From mboxrd@z Thu Jan  1 00:00:00 1970
Received: from eggs.gnu.org ([2001:4830:134:3::10]:50742)
	by lists.gnu.org with esmtp (Exim 4.71)
	(envelope-from <bala24@linux.vnet.ibm.com>) id 1fL5YF-0001hS-Tn
	for qemu-devel@nongnu.org; Tue, 22 May 2018 07:34:01 -0400
Received: from Debian-exim by eggs.gnu.org with spam-scanned (Exim 4.71)
	(envelope-from <bala24@linux.vnet.ibm.com>) id 1fL5YC-00022y-O0
	for qemu-devel@nongnu.org; Tue, 22 May 2018 07:33:59 -0400
Received: from mx0a-001b2d01.pphosted.com ([148.163.156.1]:37368)
	by eggs.gnu.org with esmtps (TLS1.0:RSA_AES_256_CBC_SHA1:32)
	(Exim 4.71) (envelope-from <bala24@linux.vnet.ibm.com>)
	id 1fL5YC-00021Z-E1
	for qemu-devel@nongnu.org; Tue, 22 May 2018 07:33:56 -0400
Received: from pps.filterd (m0098409.ppops.net [127.0.0.1])
	by mx0a-001b2d01.pphosted.com (8.16.0.22/8.16.0.22) with SMTP id
	w4MBTUeN061742
	for <qemu-devel@nongnu.org>; Tue, 22 May 2018 07:33:52 -0400
Received: from e06smtp11.uk.ibm.com (e06smtp11.uk.ibm.com [195.75.94.107])
	by mx0a-001b2d01.pphosted.com with ESMTP id 2j4gv7cbuk-1
	(version=TLSv1.2 cipher=AES256-GCM-SHA384 bits=256 verify=NOT)
	for <qemu-devel@nongnu.org>; Tue, 22 May 2018 07:33:51 -0400
Received: from localhost
	by e06smtp11.uk.ibm.com with IBM ESMTP SMTP Gateway: Authorized Use
	Only!

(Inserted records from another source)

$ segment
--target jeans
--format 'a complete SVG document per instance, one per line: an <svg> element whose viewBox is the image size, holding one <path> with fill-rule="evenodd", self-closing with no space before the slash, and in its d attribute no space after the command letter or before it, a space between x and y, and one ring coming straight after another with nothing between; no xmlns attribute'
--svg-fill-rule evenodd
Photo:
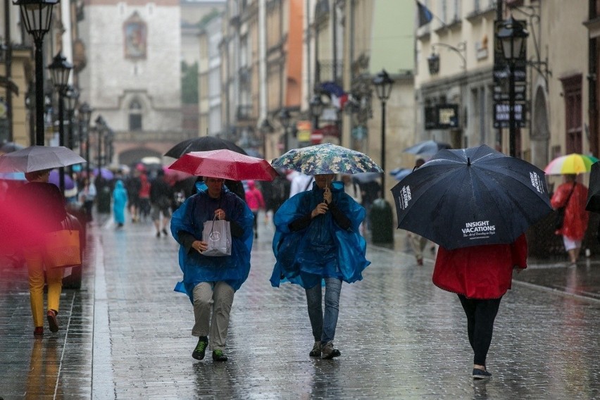
<svg viewBox="0 0 600 400"><path fill-rule="evenodd" d="M326 277L325 281L325 315L321 304L323 294L320 282L306 289L313 336L315 342L320 340L324 344L332 342L335 336L335 327L339 313L339 292L342 291L341 280Z"/></svg>
<svg viewBox="0 0 600 400"><path fill-rule="evenodd" d="M480 300L458 294L458 299L467 315L467 332L473 349L473 363L485 366L487 351L492 344L494 320L502 298Z"/></svg>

Violators will be prosecuted
	for <qemu-devel@nongnu.org> from <bala24@linux.vnet.ibm.com>;
	Tue, 22 May 2018 12:33:49 +0100
Date: Tue, 22 May 2018 17:03:43 +0530
From: Balamuruhan S <bala24@linux.vnet.ibm.com>
References: <20180425071040.25542-1-bala24@linux.vnet.ibm.com>
	<20180425071040.25542-2-bala24@linux.vnet.ibm.com>
	<20180501143737.GA25113@9.122.211.20>
	<d4e1788d-64c9-4b43-5fd6-4008b616362e@redhat.com>
MIME-Version: 1.0
Content-Type: text/plain; charset=us-ascii
Content-Disposition: inline
In-Reply-To: <d4e1788d-64c9-4b43-5fd6-4008b616362e@redhat.com>
Message-Id: <20180522113343.GA11538@9.122.211.20>
Subject: Re: [Qemu-devel] [PATCH v3 1/1] migration: calculate
 expected_downtime with ram_bytes_remaining()
List-Id: <qemu-devel.nongnu.org>
List-Unsubscribe: <https://lists.nongnu.org/mailman/options/qemu-devel>,
	<mailto:qemu-devel-request@nongnu.org?subject=unsubscribe>
List-Archive: <http://lists.nongnu.org/archive/html/qemu-devel/>
List-Post: <mailto:qemu-devel@nongnu.org>
List-Help: <mailto:qemu-devel-request@nongnu.org?subject=help>
List-Subscribe: <https://lists.nongnu.org/mailman/listinfo/qemu-devel>,
	<mailto:qemu-devel-request@nongnu.org?subject=subscribe>
To: Laurent Vivier <lvivier@redhat.com>
Cc: qemu-devel@nongnu.org

On Wed, May 16, 2018 at 03:43:48PM +0200, Laurent Vivier wrote:
> Hi Bala,
> 
> I've tested you patch migrating a pseries between a P9 host and a P8
> host with 1G huge page size on the P9 side and 16MB on P8 side and the
> information are strange now.
Hi Laurent,

Thank you for testing the patch,

I too have worked on recreate the same setup and my observation is that
remaining ram is reducing where as expected_downtime remains to be same
as 300 which is same as downtime-limit because, it gets assigned in
migrate_fd_connect() as 300,

s->expected_downtime = s->parameters.downtime_limit;

expected_downtime is not calculated immediately after migration is
started, it takes time to calculate expected_downtime even without this patch
because of the condition in migration_update_counters(), 

/*
 * if we haven't sent anything, we don't want to
 * recalculate. 10000 is a small enough number for our purposes
 */
if (ram_counters.dirty_pages_rate && transferred > 10000) {
    calculate expected_downtime
}

> "remaining ram" doesn't change, and after a while it can be set to "0"
> and estimated downtime is 0 too, but the migration is not completed and

I see remaining ram reduces continuously to a point and bumps up again.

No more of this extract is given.